Souness Nilai Loew Kurang Amunisi Penyerang Jerman

Souness Nilai Loew Kurang Amunisi Penyerang Jerman

Souness Nilai Loew Kurang Amunisi Penyerang Jerman
Kondisi di lapangan memang semakin tidak terduga selama Piala Dunia 2018 kali ini. Hal ini berkaitan dengan tidak banyak yang menduga bisa melihat Jerman tersingkir secepat ini dari ajang Piala Dunia, terutama jika melihat materi skuat dan statusnya sebagai juara bertahan. Dan legenda Skotlandia, Graeme Souness, meyakini bahwa kurangnya kualitas di lini depan menjadi penyebabnya.

Seperti halnya belum lama ini saat timnas Jerman secara mengejutkan kalah dari wakil Asia, Korea Selatan, pada laga terakhir fase grup di mana mereka hanya butuh satu gol saja untuk lolos. Kekalahan itu lalu menjadi kabar baik untuk pesaingnya di grup F, yang tumbang di tangan Swedia. Karena inilah maka skuat asuhan Joachim Loew tersebut pun harus pulang dari Rusia lebih cepat dengan status sebagai juru kunci. Sedangkan Swedia dan Meksiko menjadi perwakilan grup F di babak 16 mendatang.

Padahal pemain Jerman saat ini terbilang mewah, dengan banyaknya pemain-pemain berkualitas dari klub besar.
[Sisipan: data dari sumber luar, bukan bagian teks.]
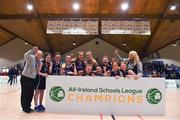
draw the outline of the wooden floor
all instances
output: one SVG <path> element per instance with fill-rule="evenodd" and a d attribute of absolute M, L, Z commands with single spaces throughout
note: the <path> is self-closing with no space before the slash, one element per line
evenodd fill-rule
<path fill-rule="evenodd" d="M 18 81 L 19 82 L 19 81 Z M 116 120 L 180 120 L 180 89 L 166 89 L 166 115 L 163 117 L 115 116 Z M 20 107 L 20 85 L 7 85 L 0 78 L 0 120 L 112 120 L 111 116 L 89 116 L 53 113 L 25 114 Z"/>

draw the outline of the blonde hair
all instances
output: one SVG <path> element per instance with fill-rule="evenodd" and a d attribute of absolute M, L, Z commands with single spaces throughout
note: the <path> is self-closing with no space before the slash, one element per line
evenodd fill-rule
<path fill-rule="evenodd" d="M 135 64 L 137 64 L 140 61 L 139 55 L 137 54 L 136 51 L 130 51 L 129 55 L 133 56 L 133 61 L 134 61 Z M 128 58 L 128 60 L 129 60 L 129 58 Z"/>

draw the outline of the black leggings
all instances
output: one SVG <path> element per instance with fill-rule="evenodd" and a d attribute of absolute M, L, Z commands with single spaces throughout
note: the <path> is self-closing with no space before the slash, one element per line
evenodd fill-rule
<path fill-rule="evenodd" d="M 34 81 L 35 79 L 21 76 L 21 107 L 23 110 L 30 110 L 34 95 Z"/>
Tetapi Souness meyakini bahwa Die Panzer memiliki kekurangan pada lini depannya.

“Saya berpikir Jerman punya peluang, tapi mereka tidak punya pencetak gol. Seriap laga yang mereka mainkan, mereka mendominasi bola. Tapi mereka tidak punya striker. Dan itulah kenapa Inggris punya peluang besar karena Harry Kane. Ronaldo bisa membawa Portugal lolos, Messi bisa membawa Argentina lolos. Mereka spesial,” jelas Souness.

Namun lebih lanjut Souness menjelaskan bahwa minimnya amunisi tajam di lini depan menjadi salah satu faktor kegagalan Jerman. Ia menganggap ketidakhadiran striker yang bisa diandalkan membuat bentuk permainannya kacau.

“Jerman tidak punya bentuk karena mereka mengejar ketertinggalan. Mereka kalah di laga pertama, menang di laga kedua, lalu menjadi juru kunci. Itu hanya karena mereka harus mengejarnya,” pungkasnya.

Sang pelatih Joachim Loew hanya membawa tiga striker ke Rusia, yakni Mario Gomez, Timo Werner, dan juga Julian Brandt. Dua nama terakhir merupakan pemain muda yang minim pengalaman di level internasional.